Market Fortune-Telling? Schwab’s CEO Says Leave the Crystal Ball at Home
Patience Over Prediction: Why Schwab’s CEO Says Staying the Course Beats Guessing the Market

When Charles Schwab CEO Rick Wurster stepped onto Yahoo Finance’s Opening Bid, his message to investors was as timeless as it was pointed: resist the temptation to outsmart the market. He reminded audiences of a core principle often forgotten in times of rallies and fear-driven dips. “It’s about time in the market, as opposed to timing the market,” Wurster said, echoing wisdom that has guided generations of long-term investors.
Wurster underscored the challenge of trying to outmaneuver the market’s rhythm. To succeed, he explained, you have to be right twice—on the way out and on the way back in. Few investors manage that feat consistently, even professionals. It is the financial equivalent of hitting two bullseyes in a row while blindfolded.
The Market’s Relentless Climb
This year’s surge has been nothing short of extraordinary. The S&P 500 is up nearly 13 percent, the Nasdaq has raced ahead with gains above 16 percent, and even the lagging Dow has managed to climb more than 8 percent. The rally has been fueled largely by the “Magnificent Seven” tech giants, with Microsoft, Apple, Alphabet, and Nvidia leading the charge. Their robust earnings, unprecedented cash flows, and dominance in artificial intelligence have created a gravitational pull on indexes, lifting them to historic highs.

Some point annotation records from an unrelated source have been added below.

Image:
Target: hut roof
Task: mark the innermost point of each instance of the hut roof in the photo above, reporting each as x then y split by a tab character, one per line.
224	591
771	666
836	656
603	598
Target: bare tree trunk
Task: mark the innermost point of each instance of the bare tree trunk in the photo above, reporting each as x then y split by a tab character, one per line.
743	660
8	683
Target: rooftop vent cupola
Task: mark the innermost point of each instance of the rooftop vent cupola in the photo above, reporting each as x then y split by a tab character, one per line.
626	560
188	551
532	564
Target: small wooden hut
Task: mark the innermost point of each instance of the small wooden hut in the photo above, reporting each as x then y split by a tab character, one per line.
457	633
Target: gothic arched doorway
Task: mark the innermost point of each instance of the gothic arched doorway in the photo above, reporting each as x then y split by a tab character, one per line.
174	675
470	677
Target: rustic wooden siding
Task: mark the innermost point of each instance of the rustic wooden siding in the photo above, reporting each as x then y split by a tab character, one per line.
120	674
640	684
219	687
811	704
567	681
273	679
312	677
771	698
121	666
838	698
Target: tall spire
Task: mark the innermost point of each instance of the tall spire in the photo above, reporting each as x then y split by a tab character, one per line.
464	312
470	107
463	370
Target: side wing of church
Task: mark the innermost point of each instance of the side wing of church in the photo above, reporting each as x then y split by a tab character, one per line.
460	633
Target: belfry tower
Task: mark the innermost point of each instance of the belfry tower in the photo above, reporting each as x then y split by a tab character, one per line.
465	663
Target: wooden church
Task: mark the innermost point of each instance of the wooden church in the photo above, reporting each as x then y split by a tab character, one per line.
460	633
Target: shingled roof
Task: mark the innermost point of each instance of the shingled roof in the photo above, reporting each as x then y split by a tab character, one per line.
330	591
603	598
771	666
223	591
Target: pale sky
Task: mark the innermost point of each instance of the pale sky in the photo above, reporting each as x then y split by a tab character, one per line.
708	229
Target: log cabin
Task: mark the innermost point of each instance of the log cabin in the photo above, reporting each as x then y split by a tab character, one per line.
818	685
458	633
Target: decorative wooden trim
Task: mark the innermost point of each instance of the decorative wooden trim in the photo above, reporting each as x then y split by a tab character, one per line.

Wurster acknowledged the outsized role of these companies. “Their fundamentals have been so strong,” he said, pointing to the resilience of their businesses. For Schwab clients, it has been a winning run. Portfolios are swelling, balances are higher than ever, and activity levels have surged. Trading is up 30 percent compared to last year, margin balances have reached record levels, and options activity is on the rise.